Postgresql being slow on count distinct for dates

performancepostgresqlquery-performance

I have a very simple, but very big, table.
Its schema is like this

(yadda int, yadda1 int, yaddate date, ... other stuff).

Now, yaddate has an index by itself and it is also in other indexes together with other columns (eg. (yadda1, date)).

The table itself is some 100M rows.

When I run

  select distinct date from mybigtable;

the time needed to get the list is in the range of 200 seconds.
Explain Analyze tells me it's doing a seq scan and I don't understand why, since I the index is there.

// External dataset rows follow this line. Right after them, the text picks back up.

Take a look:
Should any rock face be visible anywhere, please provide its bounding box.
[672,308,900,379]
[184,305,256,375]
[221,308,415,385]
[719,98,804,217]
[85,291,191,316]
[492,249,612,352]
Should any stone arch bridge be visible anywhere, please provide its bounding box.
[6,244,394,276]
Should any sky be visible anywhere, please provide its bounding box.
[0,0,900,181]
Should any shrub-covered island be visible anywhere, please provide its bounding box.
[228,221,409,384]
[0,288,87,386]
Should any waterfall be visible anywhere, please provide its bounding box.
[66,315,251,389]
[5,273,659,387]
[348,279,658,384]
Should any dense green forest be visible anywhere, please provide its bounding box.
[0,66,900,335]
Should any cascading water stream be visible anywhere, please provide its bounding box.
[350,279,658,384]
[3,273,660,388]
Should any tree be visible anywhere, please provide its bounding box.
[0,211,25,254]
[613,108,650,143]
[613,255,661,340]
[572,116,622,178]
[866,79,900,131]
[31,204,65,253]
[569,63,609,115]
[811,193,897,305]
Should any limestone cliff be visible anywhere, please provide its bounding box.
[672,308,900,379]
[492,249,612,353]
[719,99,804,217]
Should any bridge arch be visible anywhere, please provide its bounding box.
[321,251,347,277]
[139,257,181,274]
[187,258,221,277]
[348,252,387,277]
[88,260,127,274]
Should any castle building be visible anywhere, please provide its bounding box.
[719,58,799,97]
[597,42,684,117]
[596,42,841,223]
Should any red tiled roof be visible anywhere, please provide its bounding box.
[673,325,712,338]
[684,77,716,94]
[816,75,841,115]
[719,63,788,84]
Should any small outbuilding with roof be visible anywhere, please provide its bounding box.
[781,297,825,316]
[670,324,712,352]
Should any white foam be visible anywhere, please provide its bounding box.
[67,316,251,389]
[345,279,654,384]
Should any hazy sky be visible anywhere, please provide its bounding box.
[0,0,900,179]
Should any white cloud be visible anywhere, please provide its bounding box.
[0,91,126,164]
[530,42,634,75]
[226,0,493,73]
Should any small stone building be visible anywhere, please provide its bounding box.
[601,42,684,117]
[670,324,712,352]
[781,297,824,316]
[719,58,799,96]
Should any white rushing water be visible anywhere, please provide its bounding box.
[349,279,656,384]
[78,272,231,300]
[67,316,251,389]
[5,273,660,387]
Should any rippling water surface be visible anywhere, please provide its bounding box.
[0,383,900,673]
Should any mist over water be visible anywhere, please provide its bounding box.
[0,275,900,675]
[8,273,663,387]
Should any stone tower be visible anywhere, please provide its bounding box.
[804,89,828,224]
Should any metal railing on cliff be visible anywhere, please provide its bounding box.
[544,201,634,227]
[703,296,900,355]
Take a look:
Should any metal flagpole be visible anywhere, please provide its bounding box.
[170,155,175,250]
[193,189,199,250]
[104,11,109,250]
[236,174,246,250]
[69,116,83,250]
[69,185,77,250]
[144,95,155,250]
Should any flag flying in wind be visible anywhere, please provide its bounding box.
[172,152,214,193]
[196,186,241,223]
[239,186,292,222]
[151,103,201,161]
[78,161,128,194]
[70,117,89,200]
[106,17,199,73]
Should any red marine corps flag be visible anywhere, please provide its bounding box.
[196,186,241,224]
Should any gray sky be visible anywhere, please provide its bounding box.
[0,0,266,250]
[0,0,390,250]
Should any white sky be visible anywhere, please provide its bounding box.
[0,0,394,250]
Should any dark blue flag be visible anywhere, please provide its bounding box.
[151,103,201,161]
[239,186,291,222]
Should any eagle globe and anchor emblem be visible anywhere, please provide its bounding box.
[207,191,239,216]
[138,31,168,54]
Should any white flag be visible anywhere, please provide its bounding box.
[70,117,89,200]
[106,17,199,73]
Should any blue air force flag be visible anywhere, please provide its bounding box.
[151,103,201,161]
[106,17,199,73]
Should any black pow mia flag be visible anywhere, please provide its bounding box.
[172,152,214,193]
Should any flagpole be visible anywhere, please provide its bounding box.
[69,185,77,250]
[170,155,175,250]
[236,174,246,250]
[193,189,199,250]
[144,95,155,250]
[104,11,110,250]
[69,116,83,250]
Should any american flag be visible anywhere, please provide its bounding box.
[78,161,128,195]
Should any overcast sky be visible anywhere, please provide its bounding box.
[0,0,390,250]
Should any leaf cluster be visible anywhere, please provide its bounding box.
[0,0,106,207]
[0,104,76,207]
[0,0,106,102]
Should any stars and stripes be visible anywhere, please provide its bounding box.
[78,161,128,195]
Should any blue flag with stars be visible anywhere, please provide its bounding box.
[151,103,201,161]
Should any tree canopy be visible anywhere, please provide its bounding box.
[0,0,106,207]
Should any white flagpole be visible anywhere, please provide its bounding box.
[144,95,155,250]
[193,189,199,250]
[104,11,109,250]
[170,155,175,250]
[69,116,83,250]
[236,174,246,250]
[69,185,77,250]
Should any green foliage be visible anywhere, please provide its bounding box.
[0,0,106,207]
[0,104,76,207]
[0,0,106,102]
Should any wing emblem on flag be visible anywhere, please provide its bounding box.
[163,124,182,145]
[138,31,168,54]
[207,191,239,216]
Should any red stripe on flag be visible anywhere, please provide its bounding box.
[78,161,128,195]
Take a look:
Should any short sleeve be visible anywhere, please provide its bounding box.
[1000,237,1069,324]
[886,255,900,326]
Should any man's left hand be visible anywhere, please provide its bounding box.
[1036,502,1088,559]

First thing I am trying is reindex on the date only column index.

  1. Am I doing something wrong?
  2. Since obviously there's something I am missing about seq and index scan, can someone shed some light?
  3. How can I make that query faster?

TIA.

Best Answer

There is a trick with distinct to get it fast using index, that you can try. It involves creating a function looking like that:

CREATE OR REPLACE FUNCTION small_distinct(IN tablename character varying, IN fieldname character varying, IN sample anyelement DEFAULT '1800-01-01'::date)
  RETURNS SETOF anyelement AS
$BODY$
BEGIN
   EXECUTE 'SELECT '||fieldName||' FROM '||tableName||' ORDER BY '||fieldName
      ||' LIMIT 1'  INTO result;
   WHILE result IS NOT NULL LOOP
      RETURN NEXT;
      EXECUTE 'SELECT '||fieldName||' FROM '||tableName
         ||' WHERE '||fieldName||' > $1 ORDER BY ' || fieldName || ' LIMIT 1'
         INTO result USING result;
   END LOOP;
END;
$BODY$
  LANGUAGE plpgsql VOLATILE
  COST 100
  ROWS 1000;

Then create an index on the column you want to count distinct, and select small_distinct('yourtable', 'yaddate'); should return you the distinct values you want, without the need to read the table.

Try it, be beware, I'm not sure it will work right out of the box, as I quickly adapted it from a varchar function.